Mengapa ujiannya seberat itu? Ketika ditelusuri, hal tersebut merupakan ujian keyakinan para calon biksu. Jika selama ini keyakinan mereka hanya ada pada tataran filosofis, tibalah waktunya mereka pun harus diuji pada tataran praktis. Mereka diperintahkan untuk meyakini sesuatu hal yang dapat menyelamatkan mereka dalam kondisi ekstrem. Hal yang diperintahkan guru pembimbing ternyata sangat sederhana, dia hanya meminta agar para calon biksu ini membayangkan bahwa dit tulang ekornya terdapat api yang menyala sehingga para biksu pun bisa merasakan kehangatan.
Apa yang terjadi? Sekitar 50% dari mereka gagal, namun sebagian yang lain berhasil.

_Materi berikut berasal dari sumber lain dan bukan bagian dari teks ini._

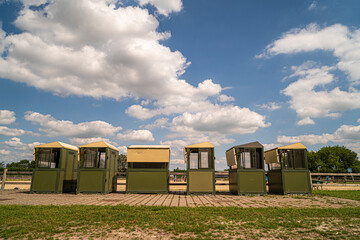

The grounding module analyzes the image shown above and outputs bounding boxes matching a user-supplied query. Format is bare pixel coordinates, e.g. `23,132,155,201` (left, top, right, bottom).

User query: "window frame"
36,148,60,169
81,147,108,169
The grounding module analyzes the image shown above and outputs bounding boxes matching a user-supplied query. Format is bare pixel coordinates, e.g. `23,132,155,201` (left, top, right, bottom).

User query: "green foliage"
118,154,127,172
4,160,35,171
173,167,186,172
308,146,360,173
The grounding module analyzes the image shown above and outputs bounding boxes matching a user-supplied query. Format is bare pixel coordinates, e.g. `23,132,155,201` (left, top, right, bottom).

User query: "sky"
0,0,360,170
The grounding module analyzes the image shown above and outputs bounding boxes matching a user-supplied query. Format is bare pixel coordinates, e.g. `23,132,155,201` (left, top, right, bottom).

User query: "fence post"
1,168,8,190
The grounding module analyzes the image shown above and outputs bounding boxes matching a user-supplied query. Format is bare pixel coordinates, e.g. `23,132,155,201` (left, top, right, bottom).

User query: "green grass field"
1,190,359,239
313,190,360,201
1,205,359,239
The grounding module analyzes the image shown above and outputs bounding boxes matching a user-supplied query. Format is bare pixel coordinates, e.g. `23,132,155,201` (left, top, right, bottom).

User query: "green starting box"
77,141,119,194
226,141,267,195
126,145,170,193
265,143,312,195
30,141,79,193
184,141,215,194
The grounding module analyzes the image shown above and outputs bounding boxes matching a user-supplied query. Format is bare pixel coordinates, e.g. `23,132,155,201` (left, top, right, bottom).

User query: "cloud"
142,117,169,129
262,143,282,151
4,137,42,151
125,79,223,119
137,0,182,16
218,94,234,102
171,105,270,135
25,111,122,137
0,110,16,124
297,117,315,126
257,102,281,111
258,23,360,84
0,126,35,136
277,121,360,153
308,1,317,11
68,137,117,146
117,129,154,142
281,62,360,123
0,0,189,101
0,149,11,155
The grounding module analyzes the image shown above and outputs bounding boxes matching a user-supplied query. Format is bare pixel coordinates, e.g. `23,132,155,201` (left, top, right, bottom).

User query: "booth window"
189,151,198,169
282,149,305,169
189,149,210,169
129,162,167,169
238,149,261,169
83,148,106,168
37,148,60,168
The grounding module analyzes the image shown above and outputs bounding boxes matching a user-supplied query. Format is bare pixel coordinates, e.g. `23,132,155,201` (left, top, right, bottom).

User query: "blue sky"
1,0,360,170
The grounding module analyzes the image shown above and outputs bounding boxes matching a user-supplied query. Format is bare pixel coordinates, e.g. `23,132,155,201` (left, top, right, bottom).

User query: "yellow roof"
278,143,307,150
34,141,78,151
128,145,170,149
79,141,119,151
185,141,214,148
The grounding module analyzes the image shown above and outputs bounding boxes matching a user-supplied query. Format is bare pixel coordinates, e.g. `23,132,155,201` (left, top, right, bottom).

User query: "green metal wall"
283,170,312,194
187,170,215,194
237,170,266,195
268,170,312,194
77,148,118,194
31,148,77,193
126,170,169,193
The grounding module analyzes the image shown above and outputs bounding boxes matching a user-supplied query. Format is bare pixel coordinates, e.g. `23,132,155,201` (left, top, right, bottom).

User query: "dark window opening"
128,162,167,169
82,148,107,168
37,148,60,168
237,149,262,169
281,149,306,170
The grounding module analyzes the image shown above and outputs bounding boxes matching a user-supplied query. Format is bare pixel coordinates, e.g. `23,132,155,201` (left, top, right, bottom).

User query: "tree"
6,159,35,170
308,146,360,173
118,154,127,172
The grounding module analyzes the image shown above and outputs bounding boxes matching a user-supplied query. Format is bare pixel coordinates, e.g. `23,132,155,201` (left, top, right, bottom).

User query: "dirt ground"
1,188,359,208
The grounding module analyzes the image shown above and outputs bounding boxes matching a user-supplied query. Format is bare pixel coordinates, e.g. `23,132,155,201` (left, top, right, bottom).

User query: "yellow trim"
79,141,119,151
278,142,306,150
34,141,78,151
185,141,214,149
127,147,170,163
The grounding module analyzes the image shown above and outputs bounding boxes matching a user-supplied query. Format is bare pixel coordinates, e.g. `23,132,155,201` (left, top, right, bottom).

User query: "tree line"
307,146,360,173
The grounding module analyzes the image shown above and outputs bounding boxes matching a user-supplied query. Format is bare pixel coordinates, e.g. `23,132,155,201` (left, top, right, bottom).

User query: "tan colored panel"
34,141,78,151
79,141,119,151
127,148,170,162
278,142,306,150
185,141,214,149
226,148,236,167
265,149,279,164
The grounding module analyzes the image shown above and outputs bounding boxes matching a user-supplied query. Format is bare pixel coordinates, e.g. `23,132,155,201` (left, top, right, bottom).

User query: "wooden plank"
162,194,174,206
178,195,187,207
185,195,196,207
170,194,180,207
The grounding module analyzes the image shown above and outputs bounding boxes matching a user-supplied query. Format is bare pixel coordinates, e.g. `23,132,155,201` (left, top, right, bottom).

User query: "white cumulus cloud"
0,126,35,136
0,110,16,125
117,129,154,142
25,111,122,137
137,0,183,16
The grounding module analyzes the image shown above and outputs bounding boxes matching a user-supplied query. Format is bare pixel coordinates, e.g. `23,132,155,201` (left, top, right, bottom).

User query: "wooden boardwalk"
1,190,360,208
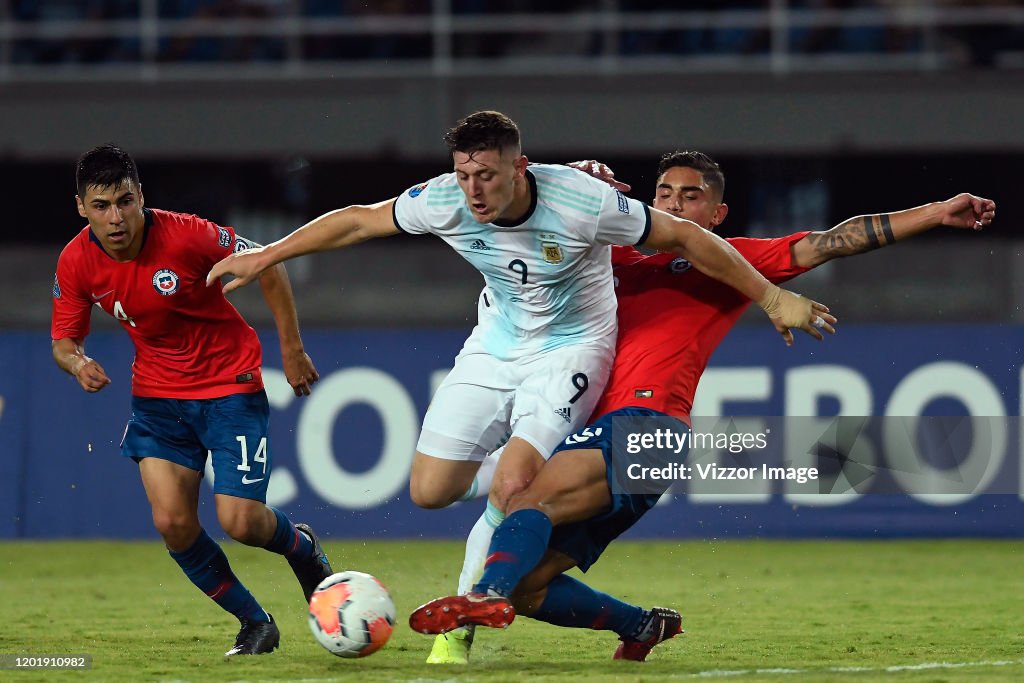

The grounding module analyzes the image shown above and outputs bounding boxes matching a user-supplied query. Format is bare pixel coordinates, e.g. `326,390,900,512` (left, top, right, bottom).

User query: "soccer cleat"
425,626,474,664
409,593,515,635
613,607,683,662
288,523,334,604
224,614,280,656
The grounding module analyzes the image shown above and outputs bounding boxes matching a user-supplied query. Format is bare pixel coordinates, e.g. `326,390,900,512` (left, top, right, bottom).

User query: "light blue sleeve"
392,174,463,236
592,182,652,247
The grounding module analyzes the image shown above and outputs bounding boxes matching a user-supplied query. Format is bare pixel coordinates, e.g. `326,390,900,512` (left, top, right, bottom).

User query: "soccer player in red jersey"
50,144,334,657
208,111,828,540
412,151,996,662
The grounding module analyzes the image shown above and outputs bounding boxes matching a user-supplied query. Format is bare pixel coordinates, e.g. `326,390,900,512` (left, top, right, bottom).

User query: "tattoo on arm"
806,214,896,259
865,215,882,249
880,213,895,243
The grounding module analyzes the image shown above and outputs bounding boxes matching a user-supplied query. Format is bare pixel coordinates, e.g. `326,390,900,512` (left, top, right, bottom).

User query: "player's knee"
408,478,459,510
506,482,570,517
217,508,263,545
151,510,198,548
490,475,534,513
505,488,541,514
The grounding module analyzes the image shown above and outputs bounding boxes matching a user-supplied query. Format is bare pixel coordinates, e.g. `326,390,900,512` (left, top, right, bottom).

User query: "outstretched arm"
207,199,401,294
643,209,835,346
792,193,996,269
52,337,111,393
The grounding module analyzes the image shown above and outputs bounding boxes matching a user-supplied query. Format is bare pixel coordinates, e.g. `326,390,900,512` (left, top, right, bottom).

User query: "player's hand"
72,356,112,393
282,348,319,397
566,160,632,192
939,193,996,231
207,247,269,294
758,285,837,346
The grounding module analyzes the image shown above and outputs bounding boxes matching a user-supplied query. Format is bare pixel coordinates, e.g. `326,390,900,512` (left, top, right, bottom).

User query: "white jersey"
392,164,651,360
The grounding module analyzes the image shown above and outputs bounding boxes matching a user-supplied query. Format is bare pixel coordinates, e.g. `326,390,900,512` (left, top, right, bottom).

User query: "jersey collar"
89,208,153,259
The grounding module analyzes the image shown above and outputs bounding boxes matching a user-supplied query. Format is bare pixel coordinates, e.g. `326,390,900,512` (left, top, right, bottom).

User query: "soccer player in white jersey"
207,111,827,534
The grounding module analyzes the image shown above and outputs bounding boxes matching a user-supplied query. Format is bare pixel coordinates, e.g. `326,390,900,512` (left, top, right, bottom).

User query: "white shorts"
416,340,614,462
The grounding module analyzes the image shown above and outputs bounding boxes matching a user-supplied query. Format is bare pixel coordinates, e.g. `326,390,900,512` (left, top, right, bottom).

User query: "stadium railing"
1,1,1024,82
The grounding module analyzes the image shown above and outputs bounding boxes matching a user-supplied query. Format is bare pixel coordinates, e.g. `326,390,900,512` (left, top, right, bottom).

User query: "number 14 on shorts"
236,435,267,481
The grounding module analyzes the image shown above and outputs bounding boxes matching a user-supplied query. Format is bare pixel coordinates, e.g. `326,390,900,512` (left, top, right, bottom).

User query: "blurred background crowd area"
2,1,1021,329
3,0,1023,68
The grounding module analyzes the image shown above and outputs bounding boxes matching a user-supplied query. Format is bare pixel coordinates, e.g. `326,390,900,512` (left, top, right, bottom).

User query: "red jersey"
51,208,263,399
591,233,812,419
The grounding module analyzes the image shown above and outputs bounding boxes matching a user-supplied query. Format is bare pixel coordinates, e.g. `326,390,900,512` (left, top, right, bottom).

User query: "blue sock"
473,508,552,597
532,574,645,637
262,507,314,559
169,528,268,622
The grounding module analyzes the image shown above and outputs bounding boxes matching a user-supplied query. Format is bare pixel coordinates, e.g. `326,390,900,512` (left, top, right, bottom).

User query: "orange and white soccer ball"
308,571,396,658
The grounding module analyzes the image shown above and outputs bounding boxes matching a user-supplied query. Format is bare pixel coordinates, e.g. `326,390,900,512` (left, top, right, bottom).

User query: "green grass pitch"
1,539,1022,682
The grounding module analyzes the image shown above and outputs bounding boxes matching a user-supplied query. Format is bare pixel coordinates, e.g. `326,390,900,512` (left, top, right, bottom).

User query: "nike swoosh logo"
90,290,114,301
241,475,265,485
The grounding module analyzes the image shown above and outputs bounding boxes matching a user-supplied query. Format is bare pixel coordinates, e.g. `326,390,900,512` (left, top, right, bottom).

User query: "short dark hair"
657,150,725,201
444,111,521,157
76,144,139,197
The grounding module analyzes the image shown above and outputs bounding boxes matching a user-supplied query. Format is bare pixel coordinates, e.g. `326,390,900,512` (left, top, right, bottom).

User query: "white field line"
676,658,1024,678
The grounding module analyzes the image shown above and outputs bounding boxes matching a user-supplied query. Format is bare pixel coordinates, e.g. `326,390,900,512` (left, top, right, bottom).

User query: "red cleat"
409,593,515,635
613,607,683,661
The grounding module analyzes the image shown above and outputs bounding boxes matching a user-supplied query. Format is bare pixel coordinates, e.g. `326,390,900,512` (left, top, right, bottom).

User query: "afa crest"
542,242,564,264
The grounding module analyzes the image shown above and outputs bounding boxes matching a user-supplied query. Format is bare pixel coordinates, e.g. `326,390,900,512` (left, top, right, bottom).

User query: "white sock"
458,501,505,595
457,447,502,502
444,502,504,642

Yang mengejutkan, di sekitar mereka duduk bersila terdapat semacam lubang berdiameter sekitar satu meter. Salju yang mereka duduki meleleh seperti terkena panas. Aneh bin ajaib, bukannya calon biksu yang membeku, tapi malah saljunya yang meleleh. Api yang menyala di tulang ekor seolah bukan imajinasi, tapi telah menjadi kenyataan.
Apakah ini sihir? Pasti bukan. Kuncinya terletak pada keyakinan atau keimanan. Semakin kuat keyakinan, semakin luar biasa pula efek yang ditimbulkan. Banyak terjadi kejadian “supranatural” di sekitar kita. Beberapa waktu yang lalu, di ITB dilakukan sebuah percobaan yang sedikit aneh. Sebuah bola lampu yang rapuh dijatuhkan ke keramik dari ketinggian tertentu. Apa yang terjadi? Yang hancur ternyata bukan bola lampu, tapi keramiknya. Ada pula percobaan lain, seseorang bisa mematahkan besi denga kertas koran. Padahal yang melakukan bukanlah orang yang memiliki kemampuan bela diri atau sihir. Inti dari semua itu, ada pada apa yang kita yakini dan imani, karena itulah yang akan menjadi kenyataan. Itu pulalah yang disebut dengan kekuatan pikiran.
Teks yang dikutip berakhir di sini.